Scene Graph-Guided Generative AI Framework for Synthesizing and Evaluating Industrial Hazard Scenarios
Sanjay Acharjee, Abir Khan Ratul, Diego Patino, Md Nazmus Sakib
TL;DR
The paper addresses the lack of visual data for workplace hazard understanding by deriving photorealistic hazard scenes from OSHA accident narratives using a scene graph guided diffusion pipeline. It introduces a complete framework that uses GPT-4o to extract hazard rationales, semantic clustering to archetypes, LLaMA based scene graph modeling, and a graph aligned VQA evaluation to assess fidelity. The work's key contributions are the scene graph intermediate representation, the VQA Graph Score that outperforms CLIP/BLIP in semantic fidelity, and a scalable dataset with generation and evaluation tools.
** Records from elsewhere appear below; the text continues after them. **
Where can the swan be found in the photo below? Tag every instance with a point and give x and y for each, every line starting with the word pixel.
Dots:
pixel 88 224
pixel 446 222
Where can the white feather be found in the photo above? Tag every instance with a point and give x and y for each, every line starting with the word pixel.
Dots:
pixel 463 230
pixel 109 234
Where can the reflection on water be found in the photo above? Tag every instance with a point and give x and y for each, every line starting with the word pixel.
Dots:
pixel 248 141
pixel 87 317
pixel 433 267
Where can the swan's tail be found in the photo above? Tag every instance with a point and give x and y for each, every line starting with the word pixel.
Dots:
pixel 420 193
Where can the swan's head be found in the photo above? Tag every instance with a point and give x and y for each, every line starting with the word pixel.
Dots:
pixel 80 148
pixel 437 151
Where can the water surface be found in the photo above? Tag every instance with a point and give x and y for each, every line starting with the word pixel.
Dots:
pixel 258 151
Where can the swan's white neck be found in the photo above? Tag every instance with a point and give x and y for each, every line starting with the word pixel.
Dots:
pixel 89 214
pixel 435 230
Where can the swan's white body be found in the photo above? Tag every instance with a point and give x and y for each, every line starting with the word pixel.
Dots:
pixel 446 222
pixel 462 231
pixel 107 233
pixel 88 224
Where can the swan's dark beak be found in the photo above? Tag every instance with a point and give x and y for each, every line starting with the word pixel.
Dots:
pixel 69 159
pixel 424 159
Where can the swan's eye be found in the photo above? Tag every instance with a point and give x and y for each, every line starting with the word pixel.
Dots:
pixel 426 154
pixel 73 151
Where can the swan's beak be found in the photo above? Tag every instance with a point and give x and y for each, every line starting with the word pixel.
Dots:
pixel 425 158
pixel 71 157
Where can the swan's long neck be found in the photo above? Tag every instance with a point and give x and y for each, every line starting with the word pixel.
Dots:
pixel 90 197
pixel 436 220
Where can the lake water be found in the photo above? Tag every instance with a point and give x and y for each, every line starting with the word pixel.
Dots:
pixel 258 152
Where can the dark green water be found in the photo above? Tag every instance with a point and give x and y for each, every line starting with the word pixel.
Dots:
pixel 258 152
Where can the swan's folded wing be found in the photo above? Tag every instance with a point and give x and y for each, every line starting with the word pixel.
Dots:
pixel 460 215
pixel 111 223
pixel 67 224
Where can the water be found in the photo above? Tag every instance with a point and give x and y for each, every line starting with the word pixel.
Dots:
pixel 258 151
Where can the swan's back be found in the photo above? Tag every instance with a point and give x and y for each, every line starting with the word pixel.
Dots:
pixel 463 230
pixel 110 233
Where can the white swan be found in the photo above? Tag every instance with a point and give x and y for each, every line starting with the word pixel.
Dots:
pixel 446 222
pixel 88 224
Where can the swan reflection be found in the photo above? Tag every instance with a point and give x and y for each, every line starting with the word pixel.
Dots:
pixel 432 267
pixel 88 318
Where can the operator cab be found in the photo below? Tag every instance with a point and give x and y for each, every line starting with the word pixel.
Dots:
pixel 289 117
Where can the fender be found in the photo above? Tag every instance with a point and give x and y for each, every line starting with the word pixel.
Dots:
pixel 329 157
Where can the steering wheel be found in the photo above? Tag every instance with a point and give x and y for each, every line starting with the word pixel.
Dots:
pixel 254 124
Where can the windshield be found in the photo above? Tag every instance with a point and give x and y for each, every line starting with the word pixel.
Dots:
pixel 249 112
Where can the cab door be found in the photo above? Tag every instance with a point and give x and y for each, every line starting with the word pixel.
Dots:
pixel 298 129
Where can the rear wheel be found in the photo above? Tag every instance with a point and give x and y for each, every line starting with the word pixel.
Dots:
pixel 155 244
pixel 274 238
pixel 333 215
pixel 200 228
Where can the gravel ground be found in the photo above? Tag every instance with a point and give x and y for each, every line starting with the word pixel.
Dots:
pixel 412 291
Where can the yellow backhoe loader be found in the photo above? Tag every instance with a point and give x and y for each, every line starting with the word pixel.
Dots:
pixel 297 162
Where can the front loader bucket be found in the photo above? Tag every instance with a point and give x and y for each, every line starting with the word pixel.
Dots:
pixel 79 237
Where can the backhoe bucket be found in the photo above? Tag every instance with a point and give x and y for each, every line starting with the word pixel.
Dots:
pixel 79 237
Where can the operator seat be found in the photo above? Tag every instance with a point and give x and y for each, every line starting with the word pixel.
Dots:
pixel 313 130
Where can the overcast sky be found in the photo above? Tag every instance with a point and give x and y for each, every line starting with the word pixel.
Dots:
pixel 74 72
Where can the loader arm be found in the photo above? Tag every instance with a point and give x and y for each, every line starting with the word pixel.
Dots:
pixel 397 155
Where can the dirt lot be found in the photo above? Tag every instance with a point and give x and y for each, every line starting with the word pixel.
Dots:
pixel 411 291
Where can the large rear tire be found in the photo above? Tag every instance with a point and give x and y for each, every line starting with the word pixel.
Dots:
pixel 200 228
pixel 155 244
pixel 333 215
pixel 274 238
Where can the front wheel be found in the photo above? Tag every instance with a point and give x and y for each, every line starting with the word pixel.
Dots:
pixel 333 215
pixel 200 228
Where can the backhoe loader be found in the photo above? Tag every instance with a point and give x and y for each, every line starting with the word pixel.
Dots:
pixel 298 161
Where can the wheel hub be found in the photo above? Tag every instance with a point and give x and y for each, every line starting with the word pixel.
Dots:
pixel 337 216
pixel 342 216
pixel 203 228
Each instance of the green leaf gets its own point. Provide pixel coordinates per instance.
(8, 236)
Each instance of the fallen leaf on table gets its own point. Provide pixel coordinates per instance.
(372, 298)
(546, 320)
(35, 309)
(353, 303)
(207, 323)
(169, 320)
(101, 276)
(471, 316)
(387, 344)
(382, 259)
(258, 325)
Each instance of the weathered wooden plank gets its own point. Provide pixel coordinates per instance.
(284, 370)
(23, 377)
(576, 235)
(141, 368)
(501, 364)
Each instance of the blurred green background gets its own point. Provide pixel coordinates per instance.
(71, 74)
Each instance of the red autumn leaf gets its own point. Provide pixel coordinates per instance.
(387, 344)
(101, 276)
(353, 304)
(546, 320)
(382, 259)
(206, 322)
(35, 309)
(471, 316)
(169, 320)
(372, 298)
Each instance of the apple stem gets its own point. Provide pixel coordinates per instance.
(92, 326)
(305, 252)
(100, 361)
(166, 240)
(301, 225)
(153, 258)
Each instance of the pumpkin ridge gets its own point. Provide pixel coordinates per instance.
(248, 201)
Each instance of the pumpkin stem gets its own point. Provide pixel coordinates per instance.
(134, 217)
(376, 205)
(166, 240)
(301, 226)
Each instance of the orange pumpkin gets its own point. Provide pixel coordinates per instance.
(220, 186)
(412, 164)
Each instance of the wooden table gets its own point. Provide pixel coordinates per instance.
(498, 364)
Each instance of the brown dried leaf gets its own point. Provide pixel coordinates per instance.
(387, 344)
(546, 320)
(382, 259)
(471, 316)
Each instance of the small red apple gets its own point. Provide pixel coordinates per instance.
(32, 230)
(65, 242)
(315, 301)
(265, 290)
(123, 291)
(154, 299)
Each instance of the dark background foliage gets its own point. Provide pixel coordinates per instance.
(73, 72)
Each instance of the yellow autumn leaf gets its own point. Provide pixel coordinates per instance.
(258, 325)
The results demonstrate that graph guided synthetic hazard data can support proactive safety modeling, enabling better generalization, simulation based training, and cross-domain data augmentation.
Abstract
Training vision models to detect workplace hazards accurately requires realistic images of unsafe conditions that could lead to accidents. However, acquiring such datasets is difficult because capturing accident-triggering scenarios as they occur is nearly impossible. To overcome this limitation, this study presents a novel scene graph-guided generative AI framework that synthesizes photorealistic images of hazardous scenarios grounded in historical Occupational Safety and Health Administration (OSHA) accident reports. OSHA narratives are analyzed using GPT-4o to extract structured hazard reasoning, which is converted into object-level scene graphs capturing spatial and contextual relationships essential for understanding risk. These graphs guide a text-to-image diffusion model to generate compositionally accurate hazard scenes. To evaluate the realism and semantic fidelity of the generated data, a visual question answering (VQA) framework is introduced. Across four state-of-the-art generative models, the proposed VQA Graph Score outperforms CLIP and BLIP metrics based on entropy-based validation, confirming its higher discriminative sensitivity.